Author: Anna Becker, Tomislav Bokulic, Mauro Carrara, Krzysztof Chelminski, Larry A. DeWerd, Alexis Dimitriadis, Benjamin Kellogg, Malcolm R. McEwen, Zakithi L.M Msimang, Mark J. Rivard, Thorsten Sander, Thorsten Schneider, Jamema Swamidas, Egor Titovich, Paula Toroi, Carlos E. de Almeida, Jacco de Pooter, Liset de la Fuente Rosales, Deborah G. van der Merwe 👨🔬
Affiliation: Radiation and Nuclear Safety Authority, University of Zagreb, National Physical Laboratory, IAEA, Department of Medical Physics, School of Medicine and Public Health, University of Wisconsin - Madison, Rio de Janeiro State University, Dosimetry Laboratory, Dosimetry and Medical Radiation Physics Section, Division of Human Health, International Atomic Energy Agency, Physikalisch-Technische Bundesanstalt, National Metrology Institute, University of the Witwatersrand, Dosimetry and Medical Radiation Physics Section, Division of Human Health, International Atomic Energy Agency, National Research Council, Warren Alpert Medical School of Brown University 🌍
Purpose: The recently published IAEA-TRS-492 international code of practice (CoP) aims at improving traceability, accuracy, and consistency in Brachytherapy Dosimetry. To assess current approaches to brachytherapy dosimetry worldwide and establish a baseline for the implementation strategy of this CoP, a survey of hospitals and Secondary Standards Dosimetry Laboratories (SSDLs) using High Dose Rate (HDR) brachytherapy was conducted.
Methods: HDR brachytherapy users in IAEA databases were invited to participate in the survey. The questions (n=52) were categorised into: equipment, calibration methods, dosimetry formalism, measurement quantities, and uncertainties.
Results: Responses were received from 311 centres in 85 countries. The main contributors were hospitals (89%) and SSDLs (10%).

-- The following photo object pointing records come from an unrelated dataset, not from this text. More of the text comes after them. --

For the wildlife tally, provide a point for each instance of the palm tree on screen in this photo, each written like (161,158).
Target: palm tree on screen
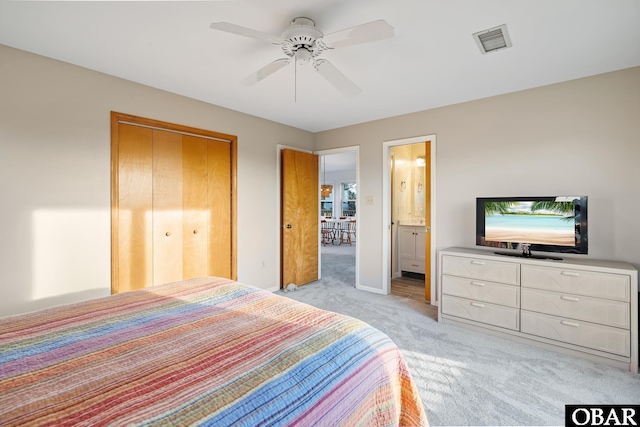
(566,209)
(498,208)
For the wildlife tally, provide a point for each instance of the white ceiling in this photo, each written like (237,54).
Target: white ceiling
(432,61)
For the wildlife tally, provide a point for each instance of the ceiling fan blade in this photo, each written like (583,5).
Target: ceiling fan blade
(336,78)
(246,32)
(265,71)
(373,31)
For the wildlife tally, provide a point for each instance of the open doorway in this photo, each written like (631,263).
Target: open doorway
(408,201)
(338,240)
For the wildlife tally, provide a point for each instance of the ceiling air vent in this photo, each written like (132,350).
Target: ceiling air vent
(492,39)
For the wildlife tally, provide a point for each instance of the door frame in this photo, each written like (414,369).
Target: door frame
(386,210)
(327,152)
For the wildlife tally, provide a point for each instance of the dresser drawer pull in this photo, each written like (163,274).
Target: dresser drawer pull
(570,273)
(566,322)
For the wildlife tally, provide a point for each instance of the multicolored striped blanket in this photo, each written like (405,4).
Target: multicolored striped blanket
(207,351)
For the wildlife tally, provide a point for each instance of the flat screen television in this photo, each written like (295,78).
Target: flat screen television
(547,224)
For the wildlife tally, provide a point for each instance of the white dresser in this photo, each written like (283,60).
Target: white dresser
(583,307)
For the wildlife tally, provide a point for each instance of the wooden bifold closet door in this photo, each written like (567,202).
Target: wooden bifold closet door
(172,205)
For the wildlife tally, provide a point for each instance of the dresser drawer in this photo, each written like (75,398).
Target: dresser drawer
(595,284)
(497,315)
(494,271)
(412,265)
(481,290)
(607,312)
(584,334)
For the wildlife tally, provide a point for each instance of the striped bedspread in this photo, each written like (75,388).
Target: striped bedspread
(207,351)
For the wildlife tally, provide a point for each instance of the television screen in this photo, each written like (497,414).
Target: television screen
(548,224)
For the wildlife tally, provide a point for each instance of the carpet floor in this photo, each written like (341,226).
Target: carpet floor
(467,377)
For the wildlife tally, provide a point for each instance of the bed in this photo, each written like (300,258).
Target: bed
(207,351)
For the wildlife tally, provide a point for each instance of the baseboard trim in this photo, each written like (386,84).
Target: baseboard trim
(372,290)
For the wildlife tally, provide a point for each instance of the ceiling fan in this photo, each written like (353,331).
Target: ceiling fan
(303,43)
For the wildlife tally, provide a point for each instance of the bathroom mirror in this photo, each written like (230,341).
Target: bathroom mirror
(418,187)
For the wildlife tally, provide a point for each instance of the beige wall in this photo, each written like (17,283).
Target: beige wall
(55,178)
(578,137)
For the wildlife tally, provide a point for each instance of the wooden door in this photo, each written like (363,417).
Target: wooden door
(132,247)
(300,218)
(173,204)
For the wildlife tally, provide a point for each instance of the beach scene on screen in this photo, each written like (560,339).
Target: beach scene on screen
(519,223)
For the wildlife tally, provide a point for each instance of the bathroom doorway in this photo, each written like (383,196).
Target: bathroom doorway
(408,200)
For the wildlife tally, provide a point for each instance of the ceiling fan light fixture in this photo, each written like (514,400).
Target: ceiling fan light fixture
(493,39)
(302,56)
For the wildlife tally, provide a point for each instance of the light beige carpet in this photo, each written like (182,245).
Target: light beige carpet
(471,378)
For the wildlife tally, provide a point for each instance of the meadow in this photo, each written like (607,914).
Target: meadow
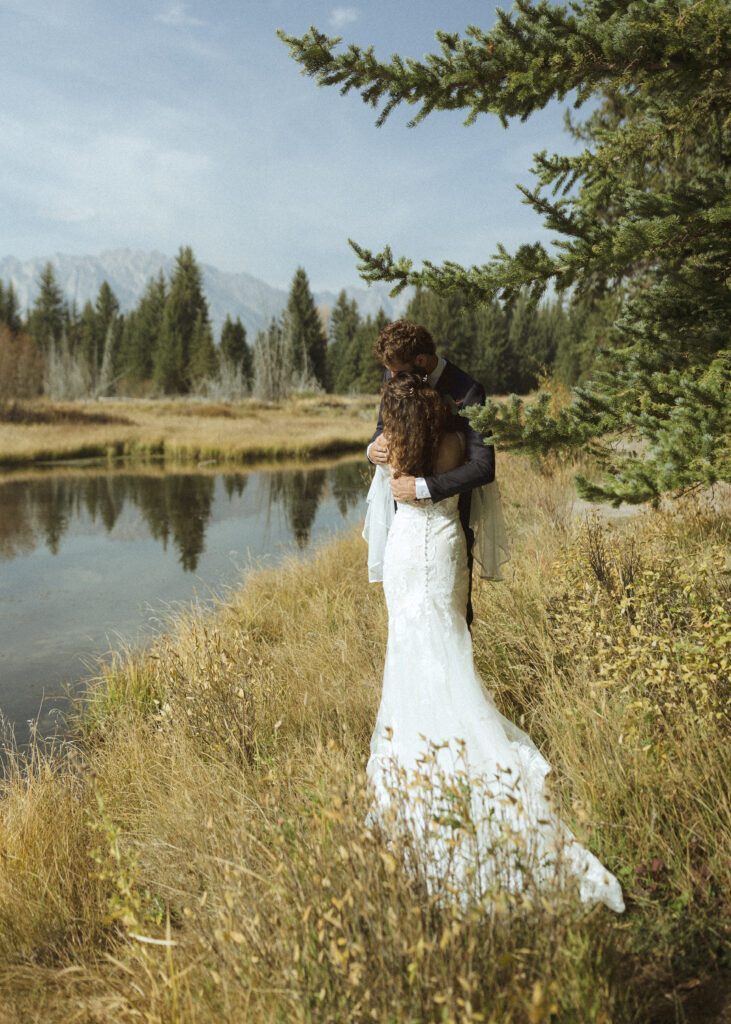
(184,430)
(196,850)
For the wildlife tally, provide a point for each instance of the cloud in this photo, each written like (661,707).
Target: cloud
(178,16)
(343,15)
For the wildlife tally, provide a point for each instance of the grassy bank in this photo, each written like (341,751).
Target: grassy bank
(199,854)
(184,430)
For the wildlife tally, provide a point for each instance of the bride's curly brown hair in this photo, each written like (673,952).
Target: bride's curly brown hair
(413,420)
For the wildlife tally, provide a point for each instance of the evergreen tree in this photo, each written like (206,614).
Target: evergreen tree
(109,327)
(9,308)
(141,331)
(234,349)
(203,360)
(587,332)
(184,303)
(86,341)
(448,321)
(342,364)
(370,372)
(272,363)
(48,313)
(493,361)
(644,205)
(307,339)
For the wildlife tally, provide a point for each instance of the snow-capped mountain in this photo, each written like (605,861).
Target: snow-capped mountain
(128,272)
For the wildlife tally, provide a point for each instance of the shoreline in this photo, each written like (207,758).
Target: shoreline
(185,430)
(201,845)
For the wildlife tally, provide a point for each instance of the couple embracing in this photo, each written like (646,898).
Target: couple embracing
(433,508)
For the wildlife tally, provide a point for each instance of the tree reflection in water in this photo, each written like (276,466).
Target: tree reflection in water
(174,506)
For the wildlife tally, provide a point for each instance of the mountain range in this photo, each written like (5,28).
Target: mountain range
(128,271)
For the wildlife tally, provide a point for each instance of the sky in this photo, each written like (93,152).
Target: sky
(153,124)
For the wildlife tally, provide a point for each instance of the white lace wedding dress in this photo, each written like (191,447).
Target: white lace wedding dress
(467,782)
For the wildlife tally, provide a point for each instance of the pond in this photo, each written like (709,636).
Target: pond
(91,559)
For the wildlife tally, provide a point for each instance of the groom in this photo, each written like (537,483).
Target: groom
(404,345)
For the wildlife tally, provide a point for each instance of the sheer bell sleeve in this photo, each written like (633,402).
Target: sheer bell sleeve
(379,517)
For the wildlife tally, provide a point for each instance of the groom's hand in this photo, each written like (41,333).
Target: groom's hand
(403,488)
(378,452)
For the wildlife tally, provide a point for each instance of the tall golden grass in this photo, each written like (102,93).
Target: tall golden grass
(185,429)
(197,850)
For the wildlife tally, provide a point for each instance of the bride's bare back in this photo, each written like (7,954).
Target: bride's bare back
(450,452)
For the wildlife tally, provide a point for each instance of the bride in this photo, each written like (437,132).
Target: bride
(466,782)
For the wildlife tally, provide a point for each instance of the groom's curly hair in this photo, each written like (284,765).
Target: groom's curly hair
(401,341)
(413,419)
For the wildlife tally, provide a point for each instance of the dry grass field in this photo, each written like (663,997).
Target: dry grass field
(196,851)
(184,429)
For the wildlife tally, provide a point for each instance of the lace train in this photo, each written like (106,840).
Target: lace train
(467,782)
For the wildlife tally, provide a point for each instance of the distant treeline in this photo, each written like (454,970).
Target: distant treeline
(166,344)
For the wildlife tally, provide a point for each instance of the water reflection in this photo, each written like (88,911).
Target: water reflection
(175,507)
(90,559)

The radionuclides reported were Ir-192 (83%) and Co-60 (17%). Traceability to an SSDL was reported by 56% of participants and to a Primary Standards Laboratory by 37%, while 7% stated none. For calibration, 72% send the entire measurement system every 21 to 31 months.
The reference quantities reported were RAKR (65%), AKS (29%), Apparent Activity (4%), and Dw (2%) and the CoPs in use are AAPM-TG-56 (26%), IAEA-TECDOC-1274 (26%), IAEA-TRS-492 (17%), national/regional guidance (25%) and others (e.g. manufacturer manual) (6%). For reference dosimetry, 96% of participants used well-type, while 4% used cylindrical ionisation chambers. 13% reported, that chamber commissioning was not performed prior to first use. The correction factors being applied were air density (79%), electrometer (76%), recombination (63%), polarity (47%), and humidity (19%).
23% reported a clinical source model different from the one used by the calibration laboratory. The source strength used in the TPS was adapted from the source certificate in 75% of cases. The combined uncertainty in source strength measurements ranged from 0.5% to 5.0% (k=2).
Conclusion: The survey highlighted the existence of some sub-optimal dosimetry practices and the need for harmonized implementation of the international CoP for brachytherapy dosimetry.